Kategorie

czwartek, 9 lipca 2015

Crolove :) - plażing i smażing

O plażowaniu napiszę oddzielnie ( głownie ze względu na to, że mam za dużo zdjęć jak na jednego posta hahaha :D).
Skakanka na plaży wytrzymywała z nami ok 4 godzin bez problemu. Bardzo dobrze sprawdził się basenik dla niej, z którego praktycznie nie chciała wychodzić. Plusem było to, że jest on zadaszony więc była chroniona przed słońcem. Niestety pogoda spłatała nam figla i jedynie 4 dni spędziliśmy na plażowaniu :(.  Zazwyczaj na plażę wychodziliśmy rano i wracaliśmy wczesnym popołudniem, był w tym czas na drzemkę i obiadek Skakanki :). Pomimo bardzo zimnej wody ( Skakanka przyzwyczajona do basenowych tropików) Hania chętnie pływała w swoim kółeczku :).  Hanka dziecko zahartowane, nie straszny był jej też wiatr. Twu twu nie przeziębiła się, i ogólnie przeżyliśmy całą wyprawę beż żadnego choróbska.

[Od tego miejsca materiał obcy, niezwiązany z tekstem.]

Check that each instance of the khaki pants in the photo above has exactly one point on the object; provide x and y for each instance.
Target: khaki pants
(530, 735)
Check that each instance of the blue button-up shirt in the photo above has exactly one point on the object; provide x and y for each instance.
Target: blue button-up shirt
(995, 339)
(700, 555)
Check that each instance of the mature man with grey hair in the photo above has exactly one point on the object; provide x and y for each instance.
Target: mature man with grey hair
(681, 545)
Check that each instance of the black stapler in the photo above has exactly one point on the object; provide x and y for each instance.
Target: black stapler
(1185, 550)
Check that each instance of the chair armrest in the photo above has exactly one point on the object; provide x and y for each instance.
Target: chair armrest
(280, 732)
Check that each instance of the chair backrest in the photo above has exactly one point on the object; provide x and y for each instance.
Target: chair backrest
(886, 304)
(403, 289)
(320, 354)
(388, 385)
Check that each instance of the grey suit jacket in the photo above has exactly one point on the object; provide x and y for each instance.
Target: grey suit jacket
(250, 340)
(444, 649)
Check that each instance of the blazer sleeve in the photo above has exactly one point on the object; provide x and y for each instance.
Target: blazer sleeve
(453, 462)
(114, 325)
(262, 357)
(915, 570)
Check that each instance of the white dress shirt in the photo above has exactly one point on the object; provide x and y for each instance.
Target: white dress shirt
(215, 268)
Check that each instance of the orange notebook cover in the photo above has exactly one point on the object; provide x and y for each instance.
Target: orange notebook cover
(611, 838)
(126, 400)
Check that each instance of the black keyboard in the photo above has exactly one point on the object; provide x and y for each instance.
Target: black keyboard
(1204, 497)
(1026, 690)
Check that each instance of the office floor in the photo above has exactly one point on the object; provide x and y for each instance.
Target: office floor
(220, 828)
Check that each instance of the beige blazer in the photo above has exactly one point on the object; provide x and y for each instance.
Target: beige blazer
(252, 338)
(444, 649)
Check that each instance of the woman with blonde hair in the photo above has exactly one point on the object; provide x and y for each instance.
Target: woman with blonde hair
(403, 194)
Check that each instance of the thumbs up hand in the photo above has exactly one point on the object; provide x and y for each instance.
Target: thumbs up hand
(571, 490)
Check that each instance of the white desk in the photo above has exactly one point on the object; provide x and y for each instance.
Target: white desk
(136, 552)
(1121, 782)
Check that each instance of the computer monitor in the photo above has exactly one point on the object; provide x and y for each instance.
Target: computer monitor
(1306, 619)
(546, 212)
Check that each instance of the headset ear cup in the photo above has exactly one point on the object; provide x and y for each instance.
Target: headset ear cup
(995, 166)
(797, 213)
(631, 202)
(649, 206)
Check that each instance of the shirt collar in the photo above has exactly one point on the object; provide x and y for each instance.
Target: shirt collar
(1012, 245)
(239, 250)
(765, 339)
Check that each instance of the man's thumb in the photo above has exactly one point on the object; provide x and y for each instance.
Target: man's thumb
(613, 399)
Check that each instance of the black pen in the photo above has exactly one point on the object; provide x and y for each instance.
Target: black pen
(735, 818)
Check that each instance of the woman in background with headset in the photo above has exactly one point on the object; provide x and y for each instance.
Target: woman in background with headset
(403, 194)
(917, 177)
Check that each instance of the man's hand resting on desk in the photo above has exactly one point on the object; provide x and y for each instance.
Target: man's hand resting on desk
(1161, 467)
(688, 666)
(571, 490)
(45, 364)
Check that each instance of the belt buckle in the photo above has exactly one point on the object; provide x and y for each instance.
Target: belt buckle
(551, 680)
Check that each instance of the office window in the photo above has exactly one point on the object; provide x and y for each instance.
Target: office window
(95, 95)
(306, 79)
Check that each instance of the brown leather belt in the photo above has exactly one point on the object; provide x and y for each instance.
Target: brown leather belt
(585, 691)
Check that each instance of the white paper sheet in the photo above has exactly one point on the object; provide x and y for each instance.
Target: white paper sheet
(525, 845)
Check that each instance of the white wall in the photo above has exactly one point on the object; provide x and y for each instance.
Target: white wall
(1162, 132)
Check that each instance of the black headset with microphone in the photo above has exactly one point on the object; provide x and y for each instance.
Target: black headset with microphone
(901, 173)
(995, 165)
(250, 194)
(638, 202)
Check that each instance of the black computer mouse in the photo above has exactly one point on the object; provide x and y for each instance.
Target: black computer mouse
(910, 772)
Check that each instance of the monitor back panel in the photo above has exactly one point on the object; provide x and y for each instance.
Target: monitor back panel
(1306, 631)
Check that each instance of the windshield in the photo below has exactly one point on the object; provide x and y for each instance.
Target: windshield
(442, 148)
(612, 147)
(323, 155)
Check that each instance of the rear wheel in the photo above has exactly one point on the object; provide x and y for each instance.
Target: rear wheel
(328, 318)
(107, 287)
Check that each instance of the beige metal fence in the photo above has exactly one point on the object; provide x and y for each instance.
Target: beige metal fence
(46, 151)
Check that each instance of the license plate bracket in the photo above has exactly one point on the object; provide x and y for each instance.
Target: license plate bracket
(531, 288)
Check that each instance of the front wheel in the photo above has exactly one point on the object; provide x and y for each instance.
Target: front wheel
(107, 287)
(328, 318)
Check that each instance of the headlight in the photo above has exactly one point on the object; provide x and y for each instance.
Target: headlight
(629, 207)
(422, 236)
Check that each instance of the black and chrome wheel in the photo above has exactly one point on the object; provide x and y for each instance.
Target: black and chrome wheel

Filtrem 50 smarowałam ją w tym czasie 2 razy i to w zupełności wystarczało.
Poniżej foty ze smażingu i plażingu :D.
A.


No już wsadzaj mnie matka do tej wody!

To to ja rozumiem :)


Najlepsza zabawka na plaży ;)

Dajcie mi jeść!

mniam mniam

To co ruszamy w morze?


stópka :)

Już nie chcę pływać

Czas na drzemkę
Kolejny dzień w świetnym humorze


ciapuciapu

Dziś już mi się podoba w kółeczku

Komu kamienia?



:D
metka
papa

1 komentarz:

Bardzo dziękuję za każdy komentarz.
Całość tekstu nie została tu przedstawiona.